One day the other week, my mum called me and told me about a bumblebee that was wandering around her garden. I was as surprised as her to hear that a bee could still be alive above ground in December, shouldn’t they be hibernating now? We agreed she had most likely landed en route to her hive but may have grown disoriented as she grew weaker, sadly at the end of her short life. My mum placed the bee under a tree at the top of the garden, sheltered and hopefully at peace.
The following day the phone rang and it was my mum. She explained in amazement how the little bee had made its way all the way back down the garden, walking and walking and walking. After several days of this, Kelvyn and I went over to her house and witnessed this resilient bee for ourselves. She slowly crawled past us before turning back up the garden, it was fascinating to get so close and see the fur on her body and how her legs criss crossed pushing her forward. She certainly wasn’t ready for that great beehive in the sky it seemed.

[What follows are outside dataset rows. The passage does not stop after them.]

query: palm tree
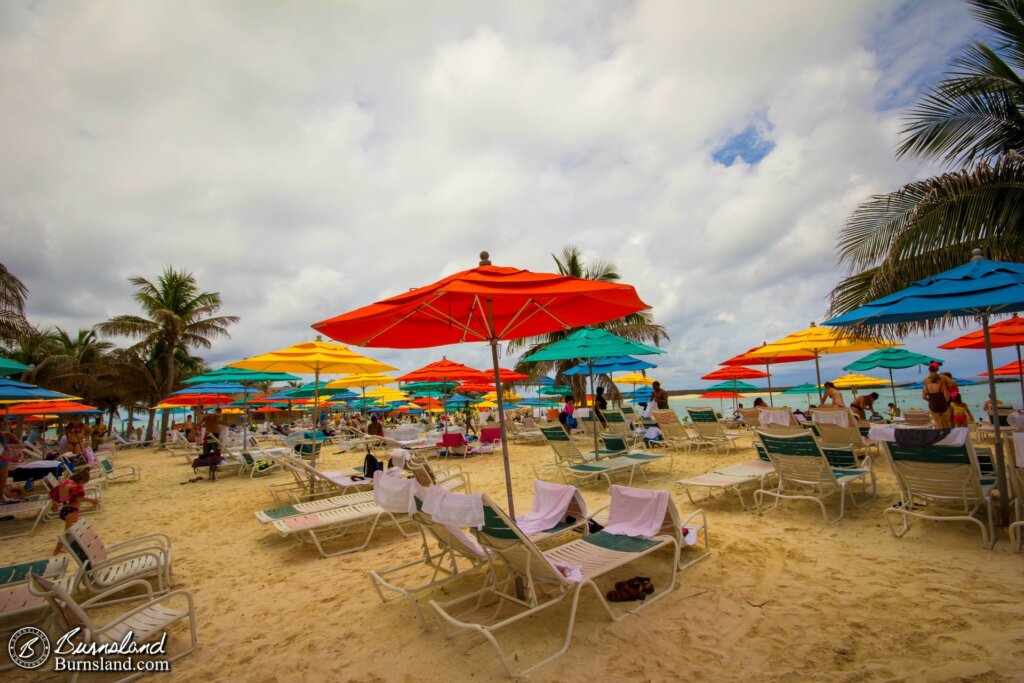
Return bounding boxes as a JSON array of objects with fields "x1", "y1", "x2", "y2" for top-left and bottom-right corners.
[
  {"x1": 0, "y1": 263, "x2": 28, "y2": 342},
  {"x1": 828, "y1": 0, "x2": 1024, "y2": 333},
  {"x1": 42, "y1": 328, "x2": 114, "y2": 402},
  {"x1": 509, "y1": 246, "x2": 667, "y2": 403},
  {"x1": 99, "y1": 268, "x2": 238, "y2": 441}
]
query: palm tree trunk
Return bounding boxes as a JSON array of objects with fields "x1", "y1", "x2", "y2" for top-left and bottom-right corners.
[
  {"x1": 146, "y1": 408, "x2": 156, "y2": 442},
  {"x1": 159, "y1": 350, "x2": 175, "y2": 444}
]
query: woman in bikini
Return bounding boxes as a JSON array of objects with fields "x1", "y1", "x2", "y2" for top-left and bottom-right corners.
[
  {"x1": 65, "y1": 416, "x2": 86, "y2": 455},
  {"x1": 922, "y1": 362, "x2": 951, "y2": 428},
  {"x1": 51, "y1": 469, "x2": 100, "y2": 554}
]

It was wonderful to see how much the determination of this bee touched my mum. In fact, it touched me too, reminding me of the force of nature and the cycle of life.
It made me think of cycles in the vineyard and how the vines are all now shutting down for winter conserving their reserves ready to grow again next spring. On our adventures this year we have witnessed fresh new buds appearing on the vines in Portugal; bud flowering whilst tendrils sprouted out reaching up to the sun in Southern England; the changing colour of the grapes as they ripened before swelling, juices almost bursting through the skins, ready to pick at harvest time in South Africa and France. However, the last piece of the puzzle we haven’t yet experienced is winter dormancy but more importantly the work needed to help ensure the desired crop the following season, winter pruning.
We hope to get a first hand experience of this highly skilled work this winter and will write more about it when we do, so watch this space!
Have you helped winter prune? We would love to hear about your experiences.
Sadly the little bumblebee that my mum grew so fond of could manage no more and after a week quietly went to sleep under the tree where she was first placed by my mum. But as we know, more bees will appear next spring, just as the world’s vines will provide more grapes next season, and so the wondrous cycle of life will continue.